I reach 80/50Mbit on both encryptions methods above and CPU load maks out at max 20-25% while testing speeds with the VPN what I find weird is that I don't see a higher throughput using AES-128-GCM | SHA1 than with AES-256-GCM | SHA1 and I got told that lowering the encryption method doesn't nessarly means better speeds 

I am on a 200/200Mbit connection at the moment and I would really like to be able to put some load on this small box and get better vpn throughput and yes I got told that OpenVPN only is a single threaded application so if this is what holds it back I would really like to know what I can use instead.


----------



## silentbogo (May 11, 2019)

Installation - WireGuard
					






					www.wireguard.com


----------



## puma99dk| (May 11, 2019)

silentbogo said:


> Installation - WireGuard
> 
> 
> 
> ...



WireGuard is currently under development, and therefore any installation steps here should be considered as experimental. 

It's not a finished product and it would be nice if it had a gui for PFSense.


----------



## silentbogo (May 11, 2019)

puma99dk| said:


> WireGuard is currently under development, and therefore any installation steps here should be considered as experimental.


But stable enough to be considered for inclusion in 5.2 kernel.
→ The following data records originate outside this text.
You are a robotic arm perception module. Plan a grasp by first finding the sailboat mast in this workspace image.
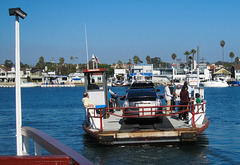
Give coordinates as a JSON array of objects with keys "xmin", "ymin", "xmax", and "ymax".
[{"xmin": 85, "ymin": 24, "xmax": 89, "ymax": 69}]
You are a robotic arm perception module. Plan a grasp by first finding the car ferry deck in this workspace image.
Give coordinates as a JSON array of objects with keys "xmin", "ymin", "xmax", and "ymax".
[{"xmin": 83, "ymin": 69, "xmax": 209, "ymax": 145}]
Not sure if their FreeBSD port became any better, but so far that's the only decent alternative.





						WireGuard Sent Out Again For Review, Might Make It Into Linux 5.2 Kernel - Phoronix
					






					www.phoronix.com
				




Other than that - cross your fingers and hope that at some point maintainers and the dev. community finally decide to re-write OpenVPN from scratch, cause even on the official website there is a whole page dedicated to shortcomings of current approach and why is it so hard to fix it.


----------



## puma99dk| (May 11, 2019)

@silentbogo to be honest, it's not the installation or setup that worries me of this it's more the long term use of how stable and easy it will be to upgrade because my experience with PFSense from work is that installing anything that's not in the package manager won't run proper for a longer period of time specially tried the UniFi controller for Ubiquiti's devices the controller works and suddenly out of no where with no high usage both the PFSense and UniFi Controlle crashes or is just not responding and a reboot doesn't always fix this.


----------



## bug (Jun 6, 2019)

puma99dk| said:


> @silentbogo to be honest, it's not the installation or setup that worries me of this it's more the long term use of how stable and easy it will be to upgrade because my experience with PFSense from work is that installing anything that's not in the package manager won't run proper for a longer period of time specially tried the UniFi controller for Ubiquiti's devices the controller works and suddenly out of no where with no high usage both the PFSense and UniFi Controlle crashes or is just not responding and a reboot doesn't always fix this.


Wait for it to be mainlined first then. Shouldn't be long now.


----------



## newtekie1 (Jun 6, 2019)

You have to realize too that the VPN throughput is also going to rely very much on how fast the VPN service can provide to you.  And even a lot of paid services struggle to give you more than 50Mbps.


----------



## puma99dk| (Jun 6, 2019)

my vpn provider doesn't have an issue giving me 200/200Mbps far from that, it's just the openvpn in pfsense that's not good enough for that.

I want to use OpenConnect but it doesn't have a package for PFSense and my experience with applications that doesn't have a package in the package manager are that they work fine for some times then suddenly out of no where they don't anymore.

This I tested on different setups from Pentiums, i3, i5 and i7 and some AMD APU's anywhere from 512MB ram to 12GB same deal. Also with HDD's and SSD's.


----------